The other way to get in is through a vote of the Veterans Committee, which should be abolished immediately. Between 1945 and 1946, the committee ran rampant, voting all of their cronies into the hall. After that — nada. I guess they just think the modern player doesn’t hack it among the greats of the VC’s era. Ha!

But that’s not my main quarrel with the hall, not by a longshot. Among its members are, to quote Zev Chaftets’ book Cooperstown Confidential: Heroes, Rogues and the Inside Story of the Baseball Hall of Fame," a convicted drug dealer, a reformed cokehead who narrowly beat a lifetime suspension from baseball, a celebrated sex addict, an Elders of Zion conspiracy nut, a pitcher who wrote a book about how he cheated his way into the hall, a well-known and highly arrested drunk driver and a couple of nasty beanball artists."

And those are all living members. Among those who are no longer with us are Ty Cobb, who may have actually been a murderer, and who we absolutely know to have been a raging sociopath and an avowed racist who was a card-carrying, torch-waving member of the Ku Klux Klan (as were fellow hall members Tris Speaker and Rogers Hornsby). The hall also contains a defendant in a paternity suit, many gamblers and too many drunks to count (legendary baseball executive Bill Veck claimed Grover Cleveland Alexander pitched better drunk than sober).

During today’s ceremonies, three —count ‘em, three —managers, Bobby Cox, Tony La Russa and Joe Torre, were inducted into the hall. I’ll leave it to someone else to debate their worthiness for the honor— I have no qualms about it — but I will continue to argue the success of any baseball manager is directly linked to the quality of the players on that manager’s team. Casey Stengel is in MLB’s Hall of Fame. Why? I have no idea. The reason given was because of the success of the New York Yankee teams he managed between 1949 and 1960, during which time the Yanks won five consecutive World Series titles (1949-1953) and then after failing to the win the league title in 1954 and the series in 1955, won titles in 1956 and 1958. Sounds impressive. But not really. The Yankees of that era were loaded. They had players on the bench that could start and star for any other club in the major leagues. My mother could have managed that team to the same success Stengel enjoyed. After Stengel’s Yanks lost the World Series to the Pittsburgh Pirates in 1960, he was fired and subsequently hired by the New York Mets. He managed the Mets four years and in all four of those years the Mets finished 10th in the 10-team National League. If Stengel was such a Hall of Fame-worthy genius, don’t you think one of those four Mets teams could have finished at least ninth?
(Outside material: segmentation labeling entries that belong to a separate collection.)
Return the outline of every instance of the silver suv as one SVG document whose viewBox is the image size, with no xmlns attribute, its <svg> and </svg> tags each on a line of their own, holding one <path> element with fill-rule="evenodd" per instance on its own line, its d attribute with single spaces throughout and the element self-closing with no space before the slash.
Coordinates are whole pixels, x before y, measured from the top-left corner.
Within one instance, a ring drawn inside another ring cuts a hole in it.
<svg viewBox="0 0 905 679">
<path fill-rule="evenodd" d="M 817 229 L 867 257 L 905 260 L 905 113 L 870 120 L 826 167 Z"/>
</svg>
And although the success of any baseball team (thus manager) is directly linked to the quality of the players on that team, there are only four — four! — general managers — the executives responsible for assembling major league teams — in the hall: Ed Barrow, Branch Rickey, George Weiss and Larry McPhail. That’s blasphemous.

But what’s worse is the baseball writers holier-than-thou, disgracingly sanctimonious decision to exclude Roger Clements and Barry Bonds from the hall. How can they justify including possible murderers, racists, sex addicts, cokeheads, drunk drivers and other nefarious types in the hall, but exclude two individuals, who were acquitted by juries of their peers in courts of law of taking performance enhancing drugs?

Pete Rose deserves a spot in the hall as well. And when he’s inducted, his plaque should note quite emphatically he was banned from baseball for life for betting on games. Yes, he did that. He even admits it now. But that does not take away from what he accomplished on the baseball diamond. He’s the all-time hits leader, for goodness sakes. I simply can’t see how the hall can exclude the all-time hits leader, the all time homers leader and a seven-time Cy Young award winner from the hall, when all the other aforementioned outlaws are allowed in.

As long as this type of bigoted attitude and these types of wrong-headed decisions exist, all I can say about Major League Baseball’s Hall of Fame is "pass the dynamite."